Lévis Reissues 1870s Nevada Jeans for ¥909,000 Lottery Sale

Lévis Reissues 1870s Nevada Jeans for ¥909,000 Lottery Sale

Levi’s put lévis back into the market at ¥909,000, or about $5,708, by recreating its 1870s Nevada Jeans and selling them through a lottery on the Levi’s Japan website. The release turns an archive reference pair into a scarce modern product, with access limited before a single purchase is made.

Jacob Davis and the 1873 patent

1873 is the hinge point behind the pair. Jacob Davis, a Nevada-based tailor, partnered with Levi Strauss that year and the two patented the riveted pants design that helped define the company’s early denim line.

1890 came later, when Levi Strauss & Co. renamed its flagship XX Waist Overalls as the 501. The new Nevada Jeans trace back to the pre-501 era, and Levi’s said it used the archived trousers as the reference for the latest release.

The 1998 excavation find

1998 supplied the physical starting point for the reproduction, when a man in a Nevada mining town found an old pair of jeans during an excavation. Levi’s later sold those jeans on eBay for $46,532 and kept them in its archives, where they became the template for the newest version.

$46,532 is the distance between a rare artifact and a retail product. Levi’s treated the excavated pair as a working archive sample, not a museum piece, and built the new run from that exact reference rather than from a generic vintage style.

¥909,000 on Levi’s Japan

¥909,000 was attached to a reproduction with period-correct details: a single-stitched arcuate around the single pocket in back, a center-placed leather patch at the waist, sewn buttons, a button-down fly, the 1873 patent rivets, and a small tool pocket on the left side.

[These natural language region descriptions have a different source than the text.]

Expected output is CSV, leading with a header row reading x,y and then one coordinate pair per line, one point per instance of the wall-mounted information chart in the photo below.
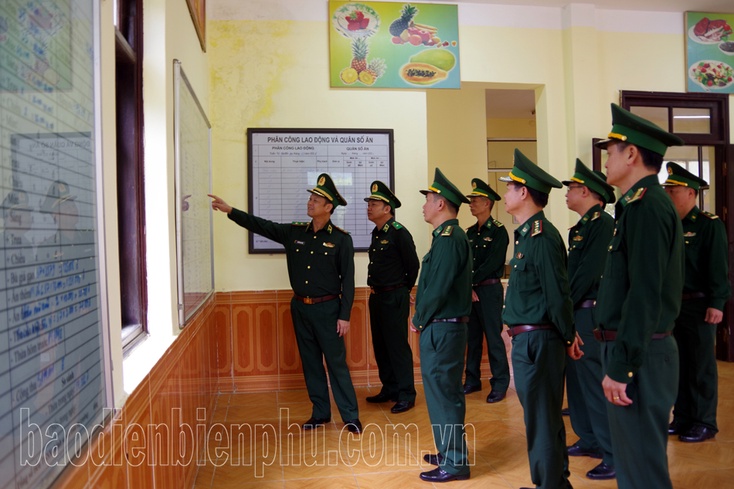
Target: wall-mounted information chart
x,y
284,163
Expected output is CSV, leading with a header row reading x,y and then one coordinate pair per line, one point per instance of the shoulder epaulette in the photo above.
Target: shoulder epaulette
x,y
537,228
636,196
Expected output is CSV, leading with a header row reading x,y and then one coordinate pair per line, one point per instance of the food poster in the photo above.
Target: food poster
x,y
710,52
393,45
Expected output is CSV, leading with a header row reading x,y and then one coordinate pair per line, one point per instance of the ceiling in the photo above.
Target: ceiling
x,y
516,104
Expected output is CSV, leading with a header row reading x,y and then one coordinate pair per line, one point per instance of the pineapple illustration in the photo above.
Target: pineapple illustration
x,y
406,18
359,52
375,69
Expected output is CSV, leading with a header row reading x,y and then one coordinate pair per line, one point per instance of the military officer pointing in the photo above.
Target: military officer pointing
x,y
320,259
391,274
639,298
539,313
587,194
705,291
489,241
442,307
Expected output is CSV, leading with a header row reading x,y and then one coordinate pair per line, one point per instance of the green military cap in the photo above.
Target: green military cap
x,y
531,175
16,200
633,129
595,181
381,192
57,193
481,189
443,187
325,188
679,176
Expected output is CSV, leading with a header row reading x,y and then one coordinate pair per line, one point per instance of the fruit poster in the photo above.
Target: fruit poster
x,y
710,52
393,45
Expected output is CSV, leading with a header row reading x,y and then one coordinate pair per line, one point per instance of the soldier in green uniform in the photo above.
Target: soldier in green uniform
x,y
705,291
638,301
587,194
539,313
489,241
391,274
442,308
320,260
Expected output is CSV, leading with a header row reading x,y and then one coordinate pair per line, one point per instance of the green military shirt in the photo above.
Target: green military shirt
x,y
444,287
706,247
393,260
587,252
538,291
640,291
489,247
319,263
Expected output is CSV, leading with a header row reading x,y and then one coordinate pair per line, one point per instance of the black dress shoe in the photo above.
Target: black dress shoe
x,y
433,459
314,422
381,397
354,426
602,472
697,433
440,475
468,389
402,406
677,427
577,450
495,396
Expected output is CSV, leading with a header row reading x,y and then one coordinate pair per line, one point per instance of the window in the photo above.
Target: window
x,y
130,191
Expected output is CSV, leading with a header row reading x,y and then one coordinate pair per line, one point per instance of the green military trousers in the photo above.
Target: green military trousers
x,y
442,361
698,392
486,321
538,360
389,313
640,430
318,341
586,400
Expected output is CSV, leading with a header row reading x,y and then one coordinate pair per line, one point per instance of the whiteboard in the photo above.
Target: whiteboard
x,y
194,250
284,163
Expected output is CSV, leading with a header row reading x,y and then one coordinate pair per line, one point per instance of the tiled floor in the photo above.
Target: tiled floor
x,y
256,442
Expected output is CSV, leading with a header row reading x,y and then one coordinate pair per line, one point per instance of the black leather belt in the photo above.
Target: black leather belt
x,y
315,300
462,319
526,328
606,335
693,295
489,281
379,290
587,304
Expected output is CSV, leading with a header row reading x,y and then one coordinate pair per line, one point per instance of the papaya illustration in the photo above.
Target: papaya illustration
x,y
440,58
422,73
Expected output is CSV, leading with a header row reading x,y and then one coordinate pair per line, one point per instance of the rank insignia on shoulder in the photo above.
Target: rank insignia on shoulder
x,y
636,196
537,228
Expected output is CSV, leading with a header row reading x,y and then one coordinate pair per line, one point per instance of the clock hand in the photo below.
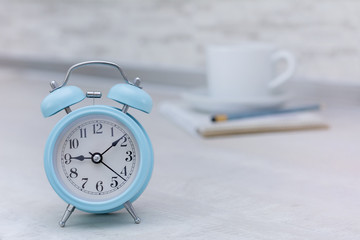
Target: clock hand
x,y
113,170
81,157
98,159
113,144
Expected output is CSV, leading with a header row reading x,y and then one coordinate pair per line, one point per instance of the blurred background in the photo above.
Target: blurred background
x,y
324,35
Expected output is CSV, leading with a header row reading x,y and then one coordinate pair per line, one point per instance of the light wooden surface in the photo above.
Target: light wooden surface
x,y
293,185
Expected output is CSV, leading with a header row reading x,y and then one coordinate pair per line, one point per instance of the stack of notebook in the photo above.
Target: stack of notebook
x,y
246,122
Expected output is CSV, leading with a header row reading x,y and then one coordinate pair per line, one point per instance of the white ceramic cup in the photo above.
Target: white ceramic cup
x,y
246,70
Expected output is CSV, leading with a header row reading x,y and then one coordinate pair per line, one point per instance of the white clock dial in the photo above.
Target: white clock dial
x,y
96,158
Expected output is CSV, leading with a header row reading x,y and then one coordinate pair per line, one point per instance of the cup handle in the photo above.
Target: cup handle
x,y
288,73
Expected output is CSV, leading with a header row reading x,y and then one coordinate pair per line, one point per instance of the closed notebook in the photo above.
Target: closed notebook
x,y
200,123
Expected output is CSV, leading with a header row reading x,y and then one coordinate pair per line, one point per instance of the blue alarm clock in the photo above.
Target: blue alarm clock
x,y
98,158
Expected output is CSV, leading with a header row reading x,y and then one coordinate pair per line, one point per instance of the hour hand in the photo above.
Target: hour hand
x,y
113,144
80,158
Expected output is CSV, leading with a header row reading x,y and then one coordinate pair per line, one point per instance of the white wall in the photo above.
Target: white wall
x,y
324,34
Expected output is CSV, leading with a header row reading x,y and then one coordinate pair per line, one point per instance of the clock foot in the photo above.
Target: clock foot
x,y
69,210
129,207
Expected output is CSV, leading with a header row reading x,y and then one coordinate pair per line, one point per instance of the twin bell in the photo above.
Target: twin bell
x,y
62,97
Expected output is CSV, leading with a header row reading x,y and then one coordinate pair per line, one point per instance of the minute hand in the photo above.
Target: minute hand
x,y
113,144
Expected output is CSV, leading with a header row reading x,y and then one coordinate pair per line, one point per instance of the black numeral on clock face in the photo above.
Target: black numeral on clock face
x,y
73,173
74,143
99,186
85,181
97,128
82,132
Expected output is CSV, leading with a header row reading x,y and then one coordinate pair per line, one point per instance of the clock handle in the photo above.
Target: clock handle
x,y
89,63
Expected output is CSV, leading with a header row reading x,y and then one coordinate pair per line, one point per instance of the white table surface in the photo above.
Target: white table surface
x,y
295,185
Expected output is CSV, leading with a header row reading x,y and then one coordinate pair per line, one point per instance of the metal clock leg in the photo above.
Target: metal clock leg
x,y
69,210
129,207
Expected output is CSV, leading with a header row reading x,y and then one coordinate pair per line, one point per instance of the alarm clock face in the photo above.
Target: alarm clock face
x,y
96,158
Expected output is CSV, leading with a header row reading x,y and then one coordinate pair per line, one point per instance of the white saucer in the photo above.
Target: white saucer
x,y
201,101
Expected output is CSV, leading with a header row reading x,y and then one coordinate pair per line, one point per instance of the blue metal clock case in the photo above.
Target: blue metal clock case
x,y
145,167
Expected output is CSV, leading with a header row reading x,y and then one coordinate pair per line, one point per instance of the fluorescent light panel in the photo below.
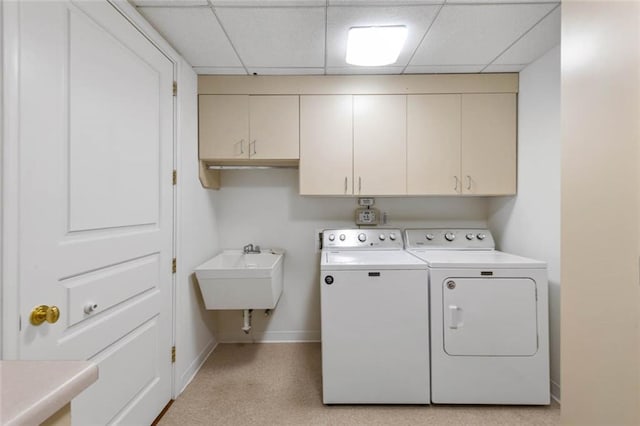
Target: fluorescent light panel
x,y
375,46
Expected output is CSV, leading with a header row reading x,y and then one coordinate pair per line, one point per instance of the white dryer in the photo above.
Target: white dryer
x,y
489,319
375,319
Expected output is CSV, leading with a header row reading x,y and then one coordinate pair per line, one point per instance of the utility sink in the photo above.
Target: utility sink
x,y
237,280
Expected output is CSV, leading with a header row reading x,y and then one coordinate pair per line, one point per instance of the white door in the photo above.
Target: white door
x,y
95,204
490,316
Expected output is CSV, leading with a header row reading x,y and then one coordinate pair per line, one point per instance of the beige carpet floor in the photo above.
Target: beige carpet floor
x,y
281,384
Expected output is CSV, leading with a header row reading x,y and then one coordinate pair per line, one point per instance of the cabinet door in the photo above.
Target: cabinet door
x,y
380,144
224,127
274,127
326,145
433,145
489,144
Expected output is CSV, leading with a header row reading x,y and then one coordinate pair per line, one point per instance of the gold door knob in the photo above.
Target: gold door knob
x,y
43,313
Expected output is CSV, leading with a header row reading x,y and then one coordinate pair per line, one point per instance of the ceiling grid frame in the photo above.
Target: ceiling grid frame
x,y
303,63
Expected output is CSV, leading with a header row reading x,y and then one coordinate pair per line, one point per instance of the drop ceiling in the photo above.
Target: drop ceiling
x,y
281,37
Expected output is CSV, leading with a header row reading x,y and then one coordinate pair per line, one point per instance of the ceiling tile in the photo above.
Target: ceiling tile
x,y
174,3
501,1
535,43
364,70
195,33
268,3
276,37
286,71
504,68
339,19
476,34
442,69
395,3
220,70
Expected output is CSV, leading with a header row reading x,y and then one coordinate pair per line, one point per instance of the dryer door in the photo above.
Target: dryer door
x,y
489,316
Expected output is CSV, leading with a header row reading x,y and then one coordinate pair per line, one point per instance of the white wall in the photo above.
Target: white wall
x,y
600,213
263,207
197,238
529,224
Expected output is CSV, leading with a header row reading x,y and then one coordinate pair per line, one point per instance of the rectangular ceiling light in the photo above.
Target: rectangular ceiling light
x,y
375,46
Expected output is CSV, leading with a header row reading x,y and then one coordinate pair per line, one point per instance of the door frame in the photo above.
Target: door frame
x,y
9,156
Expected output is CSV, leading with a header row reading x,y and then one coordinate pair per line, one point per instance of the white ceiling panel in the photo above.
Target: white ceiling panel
x,y
395,3
220,70
476,34
443,69
339,19
174,3
364,70
195,33
535,43
286,71
504,68
276,37
268,3
500,1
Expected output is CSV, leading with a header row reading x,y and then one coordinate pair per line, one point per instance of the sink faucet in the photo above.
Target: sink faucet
x,y
250,248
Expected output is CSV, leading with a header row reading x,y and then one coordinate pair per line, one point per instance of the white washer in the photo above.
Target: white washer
x,y
374,308
489,319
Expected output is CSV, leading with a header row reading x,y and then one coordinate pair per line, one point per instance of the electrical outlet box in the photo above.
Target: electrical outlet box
x,y
367,216
366,202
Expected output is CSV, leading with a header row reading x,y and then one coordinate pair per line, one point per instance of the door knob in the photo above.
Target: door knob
x,y
43,313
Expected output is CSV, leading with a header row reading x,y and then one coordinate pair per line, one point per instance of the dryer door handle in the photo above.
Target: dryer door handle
x,y
456,317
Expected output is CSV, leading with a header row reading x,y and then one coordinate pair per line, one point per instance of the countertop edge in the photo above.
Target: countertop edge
x,y
48,403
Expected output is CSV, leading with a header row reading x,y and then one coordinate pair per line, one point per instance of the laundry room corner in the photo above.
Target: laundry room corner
x,y
529,224
196,239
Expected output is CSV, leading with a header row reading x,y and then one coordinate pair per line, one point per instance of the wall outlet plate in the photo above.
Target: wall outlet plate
x,y
367,216
366,202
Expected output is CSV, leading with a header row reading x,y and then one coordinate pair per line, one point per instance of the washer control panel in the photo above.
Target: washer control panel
x,y
449,238
388,239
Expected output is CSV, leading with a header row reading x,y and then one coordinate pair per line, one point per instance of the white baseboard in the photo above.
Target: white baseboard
x,y
270,337
555,391
195,366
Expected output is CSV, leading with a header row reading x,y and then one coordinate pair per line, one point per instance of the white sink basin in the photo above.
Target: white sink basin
x,y
234,280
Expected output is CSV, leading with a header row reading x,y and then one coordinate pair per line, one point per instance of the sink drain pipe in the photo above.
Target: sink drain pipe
x,y
246,316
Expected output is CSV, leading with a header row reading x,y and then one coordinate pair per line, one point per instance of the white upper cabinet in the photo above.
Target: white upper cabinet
x,y
489,144
433,145
380,144
224,127
243,127
326,145
274,127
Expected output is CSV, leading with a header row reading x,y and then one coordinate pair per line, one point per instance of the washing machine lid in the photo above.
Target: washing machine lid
x,y
377,259
475,259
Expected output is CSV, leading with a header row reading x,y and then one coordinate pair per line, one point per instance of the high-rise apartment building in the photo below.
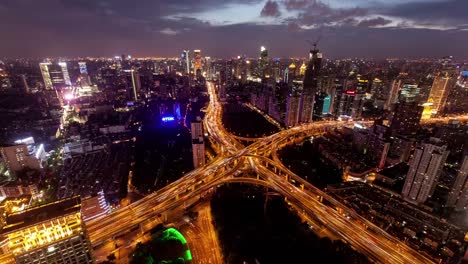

The denim was deadstock 9-ounce plain selvedge loomstate from Cone Mills White Oak in North Carolina, and the jeans were made in the United States. Levi’s said the small tool pocket style was only implemented for a short period of time, which makes that detail one of the sharper markers separating this release from ordinary repro denim.

The lottery-only sale on the Levi’s Japan website gives buyers a narrow path into a product built around scarcity rather than volume. For anyone tracking Levi’s archive releases, the practical takeaway is simple: this pair was not pushed into broad distribution, and the price reflected the rarity of the reference as much as the cloth and construction.